Übergeordnete geographische Perspektive

Bemerkenswert ist in diesem Zusammenhang die übergeordnete geographische Perspektive. Das Osmanische Reich hatte sich den Nahen Osten vom Westen her erschlossen, das britische Empire hingegen kam vom Osten: schon im November 1914 war die indische Armee unter dem Kommando von General Nixon in Mesopotamien eingetroffen, um keine Zweifel an der zukünftigen Gestaltung der Region und der Sicherheit Basras wie auch Indiens aufkommen zu lassen.

Die Archäologin beließ es jedoch nicht dabei, politischen Einfluss auszuüben. Sie beteiligte sich am Einwerben von Spenden, dank derer 1923 das Nationalmuseum von Bagdad gegründet und 1926 eröffnet werden konnte. In ihren Briefen bekannte sie sich wiederholt dazu, in Bagdad viel heimischer geworden zu sein als irgendwo sonst auf der Welt.
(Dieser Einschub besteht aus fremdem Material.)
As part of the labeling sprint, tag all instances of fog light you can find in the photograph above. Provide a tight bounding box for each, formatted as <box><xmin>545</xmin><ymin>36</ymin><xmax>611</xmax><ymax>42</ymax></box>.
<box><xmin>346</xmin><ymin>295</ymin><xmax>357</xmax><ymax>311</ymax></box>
Jack Philby, Offizier im Colonial Office, Arabist und Forschungsreisender, schrieb Bell eine führende Rolle darin zu, den Irak trotz und wohl auch angesichts der massiven Unruhen in den 1920er Jahren politisch gestaltet zu haben.

Ungeklärte Beweggründe

War es die unerwiderte Liebe zu Faisal, die sie so weit trieb? Oder ein Verständnis dafür, dass das Empire auch auf den von den Wissenschaften errichteten Fundamenten fußte? Sicherlich ist zu bedenken, dass die europäischen Kolonialreiche und mit ihnen das britische Empire nach dem Ersten Weltkrieg nicht die Fortsetzung der territorialen Expansion betrieben, wie sie für das 19. Jahrhundert so charakteristisch gewesen war, sondern die alten und neuen Territorien reorganisieren und kontrollieren wollten. Auch das war ohne Zweifel imperiale Herrschaft, aber deren Akteure beanspruchten, weniger als Eroberer denn als Verwalter gesehen zu werden. Außerdem bot sich ein Vergleich an, nämlich der britischen Fremdherrschaft mit der osmanischen. Diese stand nun im Ruf, sie habe für die ethnischen und religiösen Eigenheiten der Unterworfenen kein Verständnis entwickelt. Bell zufolge war kulturelles Einfühlungsvermögen nicht inkompatibel mit dem Imperialismus.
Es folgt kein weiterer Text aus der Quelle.